Cuando una alumna, sinceramente impresionada por la situación de los dos amigos, preguntaba a Schmucke cómo podía dejar a Pons completamente solo, él respondía con la sublime sonrisa de las víctimas inocentes que ignoran que lo son:
—¡Señorida, denemos a la señora Cibod! ¡Ein desoro! ¡Eine berla! ¡Está güidando a Bons a güerbo te rey!
Ahora bien, mientras Schmucke trotaba por las calles, la señora Cibot era la dueña y señora del piso y del enfermo. ¿Cómo era posible que Pons, que no había comido nada desde hacía quince días, que había perdido las fuerzas, a quien la Cibot se veía obligada a levantarle ella misma y sentarle en un sillón para poder hacer la cama, cómo hubiese podido vigilar a aquel supuesto ángel de la guarda? Naturalmente, la Cibot había ido a casa de Élie Magus durante el desayuno de Schmucke.

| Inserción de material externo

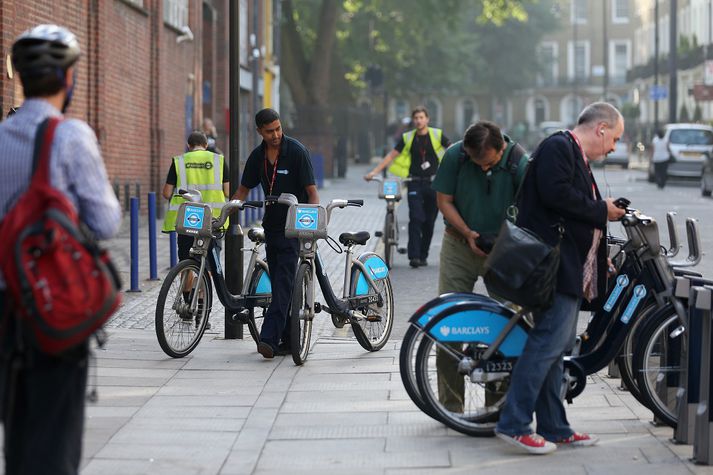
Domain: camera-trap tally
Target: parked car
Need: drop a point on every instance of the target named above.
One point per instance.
(707, 176)
(688, 145)
(620, 155)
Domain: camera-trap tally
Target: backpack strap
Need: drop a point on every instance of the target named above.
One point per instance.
(42, 151)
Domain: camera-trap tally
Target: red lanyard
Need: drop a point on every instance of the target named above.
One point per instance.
(274, 172)
(586, 161)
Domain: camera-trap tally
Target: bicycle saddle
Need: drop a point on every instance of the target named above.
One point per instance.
(256, 235)
(354, 238)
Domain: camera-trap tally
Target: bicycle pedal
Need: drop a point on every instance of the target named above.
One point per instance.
(241, 317)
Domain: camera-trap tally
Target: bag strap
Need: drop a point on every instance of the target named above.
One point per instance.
(42, 151)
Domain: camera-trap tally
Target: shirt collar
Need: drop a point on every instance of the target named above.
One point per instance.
(39, 108)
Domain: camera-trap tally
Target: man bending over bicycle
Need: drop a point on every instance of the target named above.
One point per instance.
(280, 164)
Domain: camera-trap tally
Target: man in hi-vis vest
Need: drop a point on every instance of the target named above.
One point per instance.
(198, 169)
(417, 156)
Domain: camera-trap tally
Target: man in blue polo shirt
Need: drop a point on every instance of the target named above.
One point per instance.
(280, 164)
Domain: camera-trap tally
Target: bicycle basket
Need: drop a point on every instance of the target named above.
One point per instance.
(390, 190)
(194, 220)
(306, 221)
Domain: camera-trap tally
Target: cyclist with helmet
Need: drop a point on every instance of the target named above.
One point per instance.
(42, 396)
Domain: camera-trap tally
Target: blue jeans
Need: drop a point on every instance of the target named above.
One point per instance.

Volvió en el momento en que el alemán decía adiós al enfermo; ya que, desde la revelación de la posible fortuna de Pons, la Cibot, que no quería dejar solo a su solterón, no lo desamparaba jamás. Se arrellanaba en un buen sillón, al pie de la cama, y para distraer a Pons le contaba esos comadreos que son la especialidad de esta clase de mujeres. Zalamera, amable, atenta, vigilante, se iba adueñando del espíritu del pobre Pons con una habilidad maquiavélica, como vamos a ver.